Arizonans: Prepare to pay more for less electricity. It’s called “decoupling” and Arizona Public Service and regulators are trying to sugar-coat the Marxist rationing scheme down your throats.
The Tucson Citizen reports,
If utility regulators approve, Arizona Public Service Co. customers could see a 1 percent drop in their average bill this year and no base-rate increases until 2016.
APS went to state regulators in June asking for a 6.6 percent rate increase, but pressure from consumer groups and low natural-gas prices helped seal a deal more favorable to ratepayers. The state’s largest utility and 20 large customers, consumer groups and other stakeholders have signed an agreement, which must be voted on by the Arizona Corporation Commission, that would hold rates steady for at least a year.
During negotiations, APS agreed to major changes to its rate request in the face of criticism from groups such as AARP. In return, APS would receive one of its key goals: financial incentives for the company to promote energy efficiency…
Utilities typically increase profits by selling more electricity. But now, regulators are asking utilities to be promote efficiency, which means they burn less fuel and generate less pollution.
The most contentious part of the APS rate request was its proposal to “decouple” its rates.
Decoupling is an industry term for a fee utilities can charge to pay for their fixed costs, such as power lines and transformers, that they must maintain even as they sell less electricity to customers when they subsidize efficient air-conditioners and attic insulation or duct sealing.
Utilities seek to decouple their revenues from the volume of electricity they sell so that they can remain profitable without increasing the kilowatt-hours they sell.
The Corporation Commission is requiring utilities to reduce their energy sales by 22 percent in 2020 through increased efficiency, which would be devastating to APS finances without a change in rates, Guldner said.
APS originally asked regulators to approve a fee that would help make up for the revenue it loses when it helps customers save energy by helping them buy more efficient appliances.

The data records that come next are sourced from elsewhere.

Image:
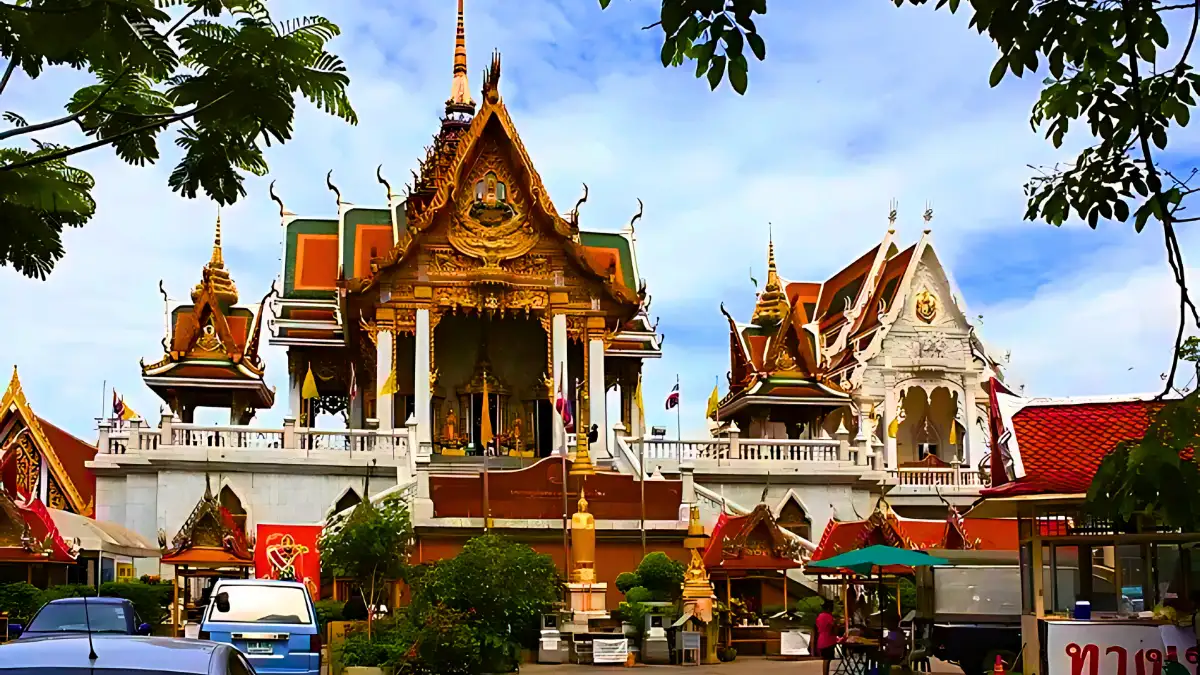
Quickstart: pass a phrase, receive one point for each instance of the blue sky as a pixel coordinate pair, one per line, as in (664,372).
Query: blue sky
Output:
(858,103)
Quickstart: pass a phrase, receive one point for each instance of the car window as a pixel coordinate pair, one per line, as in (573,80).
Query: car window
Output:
(70,617)
(262,604)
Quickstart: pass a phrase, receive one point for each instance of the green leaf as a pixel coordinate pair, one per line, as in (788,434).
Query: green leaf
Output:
(715,71)
(757,46)
(997,71)
(738,73)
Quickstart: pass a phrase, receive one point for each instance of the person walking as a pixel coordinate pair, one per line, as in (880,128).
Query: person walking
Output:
(827,635)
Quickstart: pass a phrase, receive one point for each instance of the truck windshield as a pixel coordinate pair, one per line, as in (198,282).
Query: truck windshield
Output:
(262,604)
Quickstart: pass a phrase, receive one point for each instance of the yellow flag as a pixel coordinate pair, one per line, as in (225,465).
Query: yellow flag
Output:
(485,426)
(309,390)
(637,400)
(389,386)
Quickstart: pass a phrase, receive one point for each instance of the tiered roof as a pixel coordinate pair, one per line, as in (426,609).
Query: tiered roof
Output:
(1055,446)
(28,441)
(211,348)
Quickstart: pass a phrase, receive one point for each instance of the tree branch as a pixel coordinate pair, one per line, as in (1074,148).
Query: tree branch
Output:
(49,157)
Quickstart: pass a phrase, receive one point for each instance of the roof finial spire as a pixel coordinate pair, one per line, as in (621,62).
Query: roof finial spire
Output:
(460,91)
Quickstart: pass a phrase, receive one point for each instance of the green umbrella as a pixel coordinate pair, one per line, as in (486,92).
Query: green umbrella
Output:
(864,561)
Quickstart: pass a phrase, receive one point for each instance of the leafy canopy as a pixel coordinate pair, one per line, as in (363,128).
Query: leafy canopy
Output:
(1108,73)
(228,88)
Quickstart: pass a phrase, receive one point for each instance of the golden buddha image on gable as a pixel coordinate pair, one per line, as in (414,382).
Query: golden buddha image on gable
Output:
(491,219)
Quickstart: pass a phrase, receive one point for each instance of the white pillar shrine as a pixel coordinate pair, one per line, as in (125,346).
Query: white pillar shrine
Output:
(421,383)
(384,365)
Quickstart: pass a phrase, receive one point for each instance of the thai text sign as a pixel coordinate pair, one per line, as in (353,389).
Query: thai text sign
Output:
(1084,647)
(289,553)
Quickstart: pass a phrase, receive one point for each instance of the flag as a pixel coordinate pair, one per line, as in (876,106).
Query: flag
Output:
(714,401)
(563,405)
(894,425)
(309,390)
(673,396)
(121,411)
(485,426)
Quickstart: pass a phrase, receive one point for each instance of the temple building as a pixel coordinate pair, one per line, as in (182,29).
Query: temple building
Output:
(471,276)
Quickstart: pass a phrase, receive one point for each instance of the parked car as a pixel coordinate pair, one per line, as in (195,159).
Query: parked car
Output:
(69,615)
(71,655)
(273,622)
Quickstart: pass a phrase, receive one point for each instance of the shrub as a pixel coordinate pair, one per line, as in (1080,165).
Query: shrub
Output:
(661,575)
(627,580)
(21,602)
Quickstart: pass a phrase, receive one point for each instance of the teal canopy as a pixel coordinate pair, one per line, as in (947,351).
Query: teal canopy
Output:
(864,561)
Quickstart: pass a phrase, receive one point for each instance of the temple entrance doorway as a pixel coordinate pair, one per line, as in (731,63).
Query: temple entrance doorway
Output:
(505,357)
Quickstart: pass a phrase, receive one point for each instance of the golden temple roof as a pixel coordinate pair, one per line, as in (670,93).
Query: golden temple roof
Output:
(215,275)
(772,302)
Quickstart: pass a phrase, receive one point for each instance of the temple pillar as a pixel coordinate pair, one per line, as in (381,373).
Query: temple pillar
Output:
(597,388)
(385,363)
(423,382)
(558,371)
(889,413)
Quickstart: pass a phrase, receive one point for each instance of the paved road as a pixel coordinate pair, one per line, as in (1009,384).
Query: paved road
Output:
(744,665)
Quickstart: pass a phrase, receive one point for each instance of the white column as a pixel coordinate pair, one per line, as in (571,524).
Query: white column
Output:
(889,413)
(558,353)
(421,401)
(383,370)
(598,398)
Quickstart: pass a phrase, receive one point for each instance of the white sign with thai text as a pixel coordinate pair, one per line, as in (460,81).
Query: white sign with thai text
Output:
(610,651)
(1085,647)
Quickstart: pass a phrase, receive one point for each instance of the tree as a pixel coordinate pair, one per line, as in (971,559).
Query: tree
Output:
(1156,479)
(228,88)
(1104,59)
(369,545)
(501,586)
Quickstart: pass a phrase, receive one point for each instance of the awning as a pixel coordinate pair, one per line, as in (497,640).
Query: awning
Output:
(102,536)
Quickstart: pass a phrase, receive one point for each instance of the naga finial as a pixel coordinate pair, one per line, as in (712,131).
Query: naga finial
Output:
(575,211)
(637,216)
(383,181)
(276,199)
(329,183)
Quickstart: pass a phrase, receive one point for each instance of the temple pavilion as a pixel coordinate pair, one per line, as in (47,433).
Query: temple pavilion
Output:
(468,281)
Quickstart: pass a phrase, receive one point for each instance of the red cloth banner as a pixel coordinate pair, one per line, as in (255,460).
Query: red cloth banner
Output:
(289,553)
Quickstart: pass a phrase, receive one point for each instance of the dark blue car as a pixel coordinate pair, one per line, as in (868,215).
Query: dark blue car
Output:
(72,655)
(66,615)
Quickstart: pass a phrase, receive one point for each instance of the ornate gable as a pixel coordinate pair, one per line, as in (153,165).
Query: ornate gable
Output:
(27,442)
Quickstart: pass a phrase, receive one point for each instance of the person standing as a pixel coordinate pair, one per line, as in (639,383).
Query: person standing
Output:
(827,635)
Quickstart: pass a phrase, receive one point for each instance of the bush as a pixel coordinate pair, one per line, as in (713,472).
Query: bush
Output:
(661,575)
(21,602)
(329,610)
(627,580)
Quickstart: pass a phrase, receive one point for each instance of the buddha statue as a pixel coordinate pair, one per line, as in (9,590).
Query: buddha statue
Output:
(583,544)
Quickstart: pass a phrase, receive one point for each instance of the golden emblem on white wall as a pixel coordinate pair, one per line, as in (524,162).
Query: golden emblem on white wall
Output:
(927,306)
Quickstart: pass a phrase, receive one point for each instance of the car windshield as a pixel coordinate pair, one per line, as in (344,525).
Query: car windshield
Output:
(70,617)
(261,604)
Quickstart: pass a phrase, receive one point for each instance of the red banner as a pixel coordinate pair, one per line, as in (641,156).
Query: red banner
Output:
(289,553)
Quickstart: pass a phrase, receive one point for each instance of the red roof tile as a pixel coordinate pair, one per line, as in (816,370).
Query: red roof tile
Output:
(1061,444)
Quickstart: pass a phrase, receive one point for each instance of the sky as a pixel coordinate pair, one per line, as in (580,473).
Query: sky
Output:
(857,105)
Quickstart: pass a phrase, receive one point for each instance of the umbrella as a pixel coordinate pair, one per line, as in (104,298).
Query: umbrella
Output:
(864,561)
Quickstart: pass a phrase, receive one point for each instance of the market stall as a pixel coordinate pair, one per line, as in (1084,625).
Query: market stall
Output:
(748,559)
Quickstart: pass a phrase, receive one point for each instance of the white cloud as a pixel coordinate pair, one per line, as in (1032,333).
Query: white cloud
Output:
(851,109)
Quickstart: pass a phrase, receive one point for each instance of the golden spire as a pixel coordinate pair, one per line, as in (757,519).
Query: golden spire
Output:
(772,300)
(460,91)
(215,275)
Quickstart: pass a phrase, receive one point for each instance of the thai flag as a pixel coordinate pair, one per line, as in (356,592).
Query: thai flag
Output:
(673,396)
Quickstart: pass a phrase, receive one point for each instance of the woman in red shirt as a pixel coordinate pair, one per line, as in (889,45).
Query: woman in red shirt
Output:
(827,635)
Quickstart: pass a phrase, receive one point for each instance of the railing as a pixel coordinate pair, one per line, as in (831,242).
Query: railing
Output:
(135,437)
(936,478)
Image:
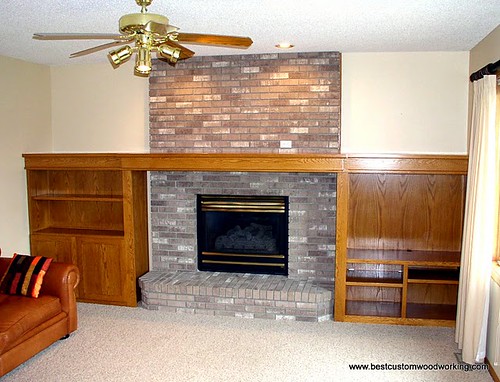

But AARP and the Residential Utility Consumers Office, a state department created by the Legislature to represent the public at utility-rate hearings, protested decoupling.
They argued that APS would insulate itself from the business risks of mild weather or blackouts that reduce the volume of electricity it sold because the company could raise its prices to make up for those losses in the name of energy efficiency.
“There was an immense amount of pushback from consumer groups,” Guldner said.
Corporation commissioners approved a decoupling provision for Southwest Gas in December that could mean an additional $1.50 a month on residential bills, but that vote was split 3-2 among the elected officials.
APS, which was negotiating with its stakeholders at that point, backed off its decoupling proposal in favor of a fee.
The fee, called the “lost fixed-cost recovery” mechanism, would be a strict calculation of how much electricity APS is helping customers save when it gives them rebates for things like more efficient pool pumps or duct sealing.
When APS funds those programs, it saves the cost of building more power plants, but it still must pay to maintain the power lines, transformers and other equipment to get electricity to customers.
The fee would ensure that APS is covering those expenses even as it encourages customers to save power or to generate their own power with rooftop solar panels.
The fee is capped at 1 percent a year and would not be charged until April 2013. APS estimates the initial fee would be about a 0.2 percent increase in 2013, based on energy-use and efficiency projections.
A 1 percent cap on the increases would mean it could not be more than about $1.30 a month on the average residential customer…
Wake up Arizona. Decoupling should be rejected because:
- Pay more, get less. Consumers will wind up paying more for less electricity;
- Rationing. Decoupling is the first stop on the pathway to electricity rationing; and
- Anti-capitalist. Through government guaranteed revenues, decoupling undermines fundamental and traditional capitalist business practices and incentives.
You can also judge an idea by its advocates. Obama energy and environment czar Carol Browner, a former muckety-muck with Socialist International, promotes decoupling as means of forcing consumers to use less electricity.
This will surely go the way of internet access. You’ll pay a fixed cost for power now, then at some point a cap will instituted. Go over the cap and you’re either in the dark or paying an premium KWH rate, kinda like overage on your phone. This is NOT a good idea from people known for their “not good ideas”.
I have to make the same monthly car payment independent of how many miles I drive my car. Spreading fixed costs for electricity over usage is pretty reasonable at best.